The PI-RADS scoring system has shown a great value in predicting biopsy outcome (22), biochemical recurrence (23), infiltration of the neurovascular bundles (24), and EPE (25). Our previous studies have shown similar results, confirming the value of PI-RADS in predicting prostate cancer and clinically significant prostate cancer in men undergoing repeat prostate biopsy and in predicting pelvic lymph node metastasis at RP (26,27). After adjusting for the other confounding factors, the GS and PI-RADS score were found to be independent risk factors for the prediction of SVI. On that basis, a model including PI-RADS to predict postoperative SVI in patients without SVI on mpMRI was constructed in this study. The AUC value of this model was 0.746 (P<0.001), which is better than that of mpMRI alone. This model also showed high sensitivity and negative predictive value, which indicates that it can precisely distinguish the real SVI (-) patients and help the urologists for the formulation of treatment plans.

Koh et al. found that among 275 patients with PSA ≤10 ng/mL and no cancer at the base in systematic biopsy results, none had SVI (28). Through creating probability plot graphs, Zlotta et al. pointed out that patients with PSA <10 ng/mL have a risk of SVI <5% when GS on biopsy is <7 or when the percentage of biopsies affected by cancer is <50% (29). In our series, we also observed that among the 111 patients with PI-RADS v2 score <4 and Gleason grade <8, extremely few patients (n=2) had SVI, which yielded only a 1.8% incidence of SVI with a high negative predictive value of 98.2% (95% CI, 93.0–99.6%).

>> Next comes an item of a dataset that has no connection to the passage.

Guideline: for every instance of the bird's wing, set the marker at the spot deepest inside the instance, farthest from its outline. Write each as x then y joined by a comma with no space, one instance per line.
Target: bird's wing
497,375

PSA, a widely used serum marker for prostate cancer screening, plays an important role in other predictive models for SVI. In our study, the PSA level in SVI (+) patients was higher than that in SVI (-) patients, but without any significant difference (Median: 7.75 vs. 7.44 ng/mL, P=0.114). This is most probably because we selected patients with PSA <10 ng/mL, which narrowed the difference between the two groups. PSAD and f/t PSA did not show a significant difference as well as.

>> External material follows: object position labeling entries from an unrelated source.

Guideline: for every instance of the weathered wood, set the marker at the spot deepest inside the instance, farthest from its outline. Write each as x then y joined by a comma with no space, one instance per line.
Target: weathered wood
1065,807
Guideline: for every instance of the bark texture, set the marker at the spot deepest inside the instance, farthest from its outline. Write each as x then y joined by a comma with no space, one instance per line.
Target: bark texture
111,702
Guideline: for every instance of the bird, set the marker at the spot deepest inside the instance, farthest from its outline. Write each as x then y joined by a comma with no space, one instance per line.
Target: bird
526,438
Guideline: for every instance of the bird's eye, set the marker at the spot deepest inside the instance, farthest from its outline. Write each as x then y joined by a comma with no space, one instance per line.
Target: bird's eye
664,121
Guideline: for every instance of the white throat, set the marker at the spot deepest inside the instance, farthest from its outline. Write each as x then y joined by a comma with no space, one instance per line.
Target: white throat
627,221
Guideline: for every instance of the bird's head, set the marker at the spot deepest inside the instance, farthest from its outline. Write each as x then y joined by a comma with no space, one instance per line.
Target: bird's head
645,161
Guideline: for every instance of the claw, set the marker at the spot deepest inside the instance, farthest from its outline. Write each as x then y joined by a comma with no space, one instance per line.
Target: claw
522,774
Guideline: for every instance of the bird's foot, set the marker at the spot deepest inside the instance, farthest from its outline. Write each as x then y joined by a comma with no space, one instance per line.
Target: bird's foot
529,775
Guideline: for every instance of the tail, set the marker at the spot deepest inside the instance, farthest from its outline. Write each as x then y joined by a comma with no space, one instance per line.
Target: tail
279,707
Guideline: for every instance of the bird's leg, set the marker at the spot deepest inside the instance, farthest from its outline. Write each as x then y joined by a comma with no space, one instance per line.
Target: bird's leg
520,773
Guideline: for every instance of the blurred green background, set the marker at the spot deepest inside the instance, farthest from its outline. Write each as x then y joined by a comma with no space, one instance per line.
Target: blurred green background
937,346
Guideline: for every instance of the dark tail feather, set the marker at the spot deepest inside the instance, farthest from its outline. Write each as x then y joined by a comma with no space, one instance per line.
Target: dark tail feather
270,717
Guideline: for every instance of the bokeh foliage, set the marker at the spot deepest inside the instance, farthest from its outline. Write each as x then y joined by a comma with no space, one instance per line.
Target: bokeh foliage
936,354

CAPRA score, which is calculated from the PSA level, the GS, the clinical T stage, the percentage of positive prostate biopsies and the patient age at diagnosis, has a great capacity in predicting prostate cancer outcomes, such as biochemical recurrence (30), metastatic potential (31), and prostate cancer-specific death (32). In our study, CAPRA wasn’t an independent risk predictor for the diagnosis of SVI (P=0.070) after adjusting other confounding factors. And further research is required for the value of CAPRA score for predicting SVI.

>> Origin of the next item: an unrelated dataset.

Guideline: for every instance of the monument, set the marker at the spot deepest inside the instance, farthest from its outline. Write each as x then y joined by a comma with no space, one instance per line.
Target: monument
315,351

Emerging technologies and prostate cancer biomarkers are playing a vital role in prostate cancer diagnosis and treatment (33,34). Micro-ultrasound is a novel high-resolution imaging technology for diagnosing prostate cancer which is complementary for mpMRI (35-38). Compare to mpMRI, micro-ultrasound, which promises real-time visualization of suspicious lesions and targeting of biopsies, has shown same or superior sensitivity (37). For detecting clinically significant prostate cancer, micro-ultrasound biopsy has shown a higher rate with fewer biopsied cores (39), and could found prostate cancer missed by all other techniques (34). However, additional studies are needed to explore the application of micro-ultrasound for prostate cancer staging and predicting SVI.

Several limitations should be considered. First, these results were obtained from a retrospective cohort, thus bringing a certain risk of selection bias. Second, the predictive model was constructed on the basis on a small sample size from a single institution, and the accuracy of this model requires internal and external validation in a multicenter study to assess its wider applicability. Third, due to improvement in data quality over time and different MRI protocols performed in patients, there might be a certain difference in the outcome of MRI. Finally, the MRI performed previously at our institution could not meet the PI-RADS v2.1 technical stander (40), which would aggravate transferability for clinical usage, and the role of the PI-RADS v2.1 score for predicting SVI need further investigation. However, PI-RADS v2 has showed satisfactory inter-reader variability in previous study (41).


Conclusions

In the present study, PI-RADS assessment has been proved to be one of the valuable predictors of SVI in SVI (-) patients on mpMRI. The PI-RADS v2 score <4 in prostate cancer patients with PSA <10 ng/mL is associated with a very low risk of SVI. A model based on biopsy Gleason grade and PI-RADS v2 score may help to predict SVI and serve as a tool for the urologists to make surgical plans.


Acknowledgments

The authors thank the entire staff of the Department of Urology, Peking University First Hospital.

Funding: This work was supported by Peking University Medicine Seed Fund for Interdisciplinary Research (BMU2020MI003).


Footnote

Reporting Checklist: The authors have completed the TRIPOD reporting checklist. Available at http://dx.doi.org/10.21037/tau-20-989

Peer Review File: Available at http://dx.doi.org/10.21037/tau-20-989

Data Sharing Statement: Available at http://dx.doi.org/10.21037/tau-20-989

Conflicts of Interest: All authors have completed the ICMJE uniform disclosure form (available at http://dx.doi.org/10.21037/tau-20-989). GS serves as an unpaid editorial board member of Translational Andrology and Urology from Jun 2019 to May 2021. The other authors have no conflicts of interest to declare.

Ethical Statement: The authors are accountable for all aspects of the work in ensuring that questions related to the accuracy or integrity of any part of the work are appropriately investigated and resolved. All procedures performed in this study were in accordance with the Declaration of Helsinki (as revised in 2013). Due to no influence on therapeutic strategy or need for patients’ follow-up, the Institutional Review Board replied that there was no need for ethical approval. And because of the retrospective nature of the research, the requirement for informed consent was waived.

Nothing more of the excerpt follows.